Arthur sat, barely moving, hunched over, crunched into the wooden desk in front of him. His desk. The desk at which he was supposed to be performing some sort of miracle so that his boss wouldn’t call him into his office, tell him the figures were not good enough, and send him home. And remind him not to come back. So he supposed it wouldn’t be his desk for long.
Despite knowing this, despite having been told that this event was definitely going to take place on or around today if he didn’t get his act together, and sharpish, Arthur couldn’t bring himself to even turn on his computer. He knew what would happen if he did; it would whir into being and whirl into his day without a second thought, this hateful, dead and living thing that couldn’t help him now. In fact, knowing the true state of everything, the numbers glowing hotly out from the skinny monitor, laughing at him because they knew what they meant even if he didn’t, would most likely make things worse.
So he sat at his desk and did no work. He stayed hunched over, his hands moving and nothing else, creating. Origami. Every time Arthur was stressed or angry he took a deep breath, took a piece of paper, and took the time to fold it into the approximate shape of a crane. It was the only shape he could do, and even then not very well. But it was better than letting that stress and anger do what it really wanted with him, and take him over so that he became a beast that even he didn’t recognise. That’s what had happened with his wife. With his children. With his friends who were friends no more. He told himself that he couldn’t afford to lose anything else but the reality was that he had nothing left to lose.
After a lifetime of seconds which fizzed with such an urgency that it made Arthur think of a bowling ball bomb from a kids’ cartoon, he heard the door behind him open. It startled him momentarily before he ducked his head back down and continued his paper folding. It was only the boss. He was only going to be fired. It was fine. Fine.
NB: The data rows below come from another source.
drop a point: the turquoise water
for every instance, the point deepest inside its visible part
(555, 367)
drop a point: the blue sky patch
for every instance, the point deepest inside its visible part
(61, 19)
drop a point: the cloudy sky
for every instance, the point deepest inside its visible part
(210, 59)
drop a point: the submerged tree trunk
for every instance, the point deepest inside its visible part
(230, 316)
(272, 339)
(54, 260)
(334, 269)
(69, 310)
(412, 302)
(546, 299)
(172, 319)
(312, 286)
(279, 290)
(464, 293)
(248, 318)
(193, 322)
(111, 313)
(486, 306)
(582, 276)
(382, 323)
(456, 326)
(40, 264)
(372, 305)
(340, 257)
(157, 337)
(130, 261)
He folded faster, cutting himself on the lip of a wing, the paper slippery in his sweating hands, the edges secretly sharp.
“Arthur.” The voice was smooth, deep, filtered through years of management speak and the more than occasional brandy. “Arthur, do you remember what we spoke about the other day?”
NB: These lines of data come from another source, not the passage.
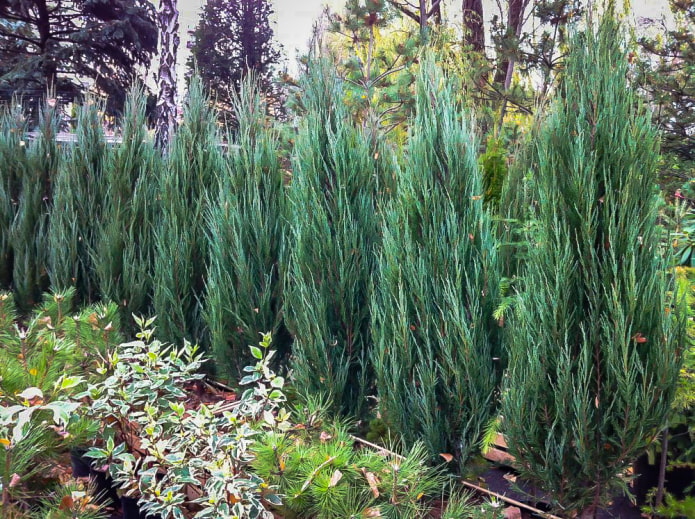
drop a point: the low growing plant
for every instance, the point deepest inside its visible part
(183, 461)
(43, 363)
(321, 474)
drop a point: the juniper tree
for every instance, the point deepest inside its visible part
(186, 185)
(13, 161)
(333, 231)
(246, 229)
(30, 226)
(594, 354)
(436, 348)
(123, 249)
(77, 206)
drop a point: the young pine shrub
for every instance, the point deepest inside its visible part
(30, 227)
(78, 199)
(595, 349)
(188, 183)
(246, 229)
(13, 163)
(333, 231)
(436, 347)
(124, 246)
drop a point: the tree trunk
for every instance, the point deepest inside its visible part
(43, 24)
(515, 18)
(473, 22)
(166, 80)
Arthur nodded, irritated by the interruption but determined not to let it show. Instead he carefully positioned the lopsided crane, fashioned from one of his many important reports that sat – until now – in the in-tray, so that it joined the ranks of the others. He then reached towards the diminishing pile of paper (scrap, he called it, although it wasn’t entirely that and the boss was sure to mention it sooner or later) and started to make a new crane, hoping it would be better than the last poor effort.
“…poor effort.” The boss had been speaking, but Arthur had not been listening. He had been busy, and why could the boss not see that?
Arthur nodded with no idea what he was nodding about. He sat up suddenly, breathing deeply, blinking in the fluorescence of the office and noticed something surprising. His desk was covered, literally covered with no spaces and no gaps, with origami cranes. Hundreds of them. A thousand? It could be. It certainly could be. He smiled. He had no memory of making them but what the hell, what did it matter when they were there?
He stared at them. Willed them to move. And they did. Slowly. Juddering along the desk and then, as one, taking off in jerky, beautiful flight. Arthur spun in his spinning chair to watch them go, to watch them as they flew at the boss, pecking and biting and flapping at him. Drawing blood. Scratching and snarling and screaming as they went so that their screams matched Arthur’s, his delight and pure pleasure manifesting itself in a primal childlike cry.
And then they fell. Hundreds – or a thousand, or a million for all Arthur knew – roughly hewn origami cranes lay broken and dead on the floor.
The boss stepped backwards away from Arthur’s desk, his hands held up in defeat, his eyes wide and fearful, his tongue tied with wonder at the strange and dangerous man who was now laughing at the balls of paper he had swiped from his desk and onto the floor.
“One more chance, eh, Arthur?” he whispered as he left the room. “I’ll speak to you next week.” And then he was gone.
Arthur sat alone at his desk, shoulders shaking where his laughter had grabbed them. He reached towards the pile of reports that still sat in his in-tray, pulling one towards him, and began to fold it into the approximate shape of a crane.